Advokat Sholeh yang Mempopulerkan No Viral No Justice Meninggal
- Rahmat Fajar/VIVA Jatim
Surabaya, VIVA Jatim – Advokat senior M Sholeh yang terkenal dengan slogannya No Viral No Justice dikabarkan meninggal dunia pada Jumat, 7 Agustus 2026. Belum diperoleh keterangan pasti apa penyebab pengacara yang akrab disapa Cak Soleh dan kerap mendampingi wong cilik untuk memperoleh keadilan itu mengembuskan napas terakhir.
Kabar meninggalnya Soleh tersiar cepat di media sosial dan jejaring grup WhatsApp sejak Jumat pagi. Di antaranya terinformasikan dari sebuah poster berwarna hitam dengan logo No Viral No Justice Cak Sholeh. Di poster itu juga terpampang foto Sholeh semasa hidup.
“Innaa lillaahi wa innaa ilaihi raji’un. Keluarga Besar No Viral No Justice Mengucapkan Turut Berduka Cita atas Meninggalnya M. Sholeh, S.H (Pendiri No Viral No Justice Cak Sholeh), Jumat 7 Agustus 2026,” tulisan ucapan duka di poster tersebut seperti dilihat VIVA Jatim di grup WA Terase NU News.

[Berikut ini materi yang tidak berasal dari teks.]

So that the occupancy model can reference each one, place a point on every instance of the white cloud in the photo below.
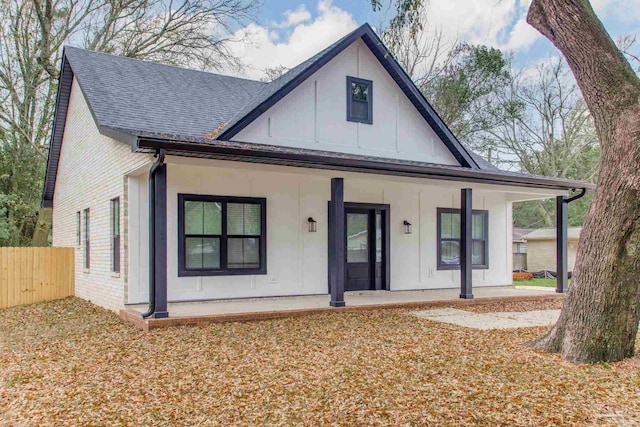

Ucapan duka pun dari masyarakat di medsos dan jejarang grup WA tersampaikan dari banyak akun. Maklum, di Jawa Timur, terutama di Surabaya Raya, Sholeh terkenal karena keistikamahannya mendampingi orang terbelit masalah hukum, biasanya orang tak mampu dan teraniaya.

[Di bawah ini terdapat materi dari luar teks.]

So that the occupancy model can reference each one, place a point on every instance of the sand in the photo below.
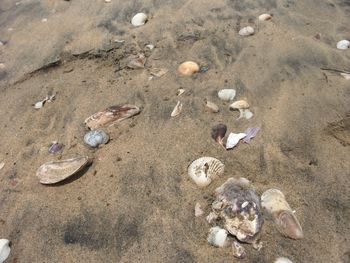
(136, 202)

Setiap aktivitas pendampingannya ia rekam dengan video, lalu diposting di akun pribadinya maupun akun No Viral No Justice Cak Sholeh. “Beliau laywer baik, sering bantu orang,” tulis pengurus MUI Jawa Timur, Kiai Ma’ruf Khozin.
Rencananya, jenazah M Sholeh akan dimakamkan pada Jumat ini di Pondok Pesantren Singa Putih Munfaridin, Prigen, Pasuruan. Adapun rumah duka di Jalan Lebak Rejo Utara II 45/51 Surabaya.
Sholeh merupakan advokat berlataberlakang santri. Ia diketahui lulusan Pondok Pesantren Tebuireng, Jombang. Setelah itu melanjutkan kuliah di Fakultas Hukum UWK Surabaya. Pada tahun 1990-an, Sholeh dikenal aktivis yang kritis, seturut dengan organisasi yang ia ikuti, Partai Rakyat Demokratik (PRD) dengan tokoh sentralnya, Budiman Sujatmiko.
Selepas dari dunia aktivis, Sholeh kemudian fokus bergiat diri sebagai pengacara. Belakangan namanya melambung lewat pendampingan hukum yang ia berikan kepada masyarakat kecil dengan tagline gerakannya, No Viral No Justice.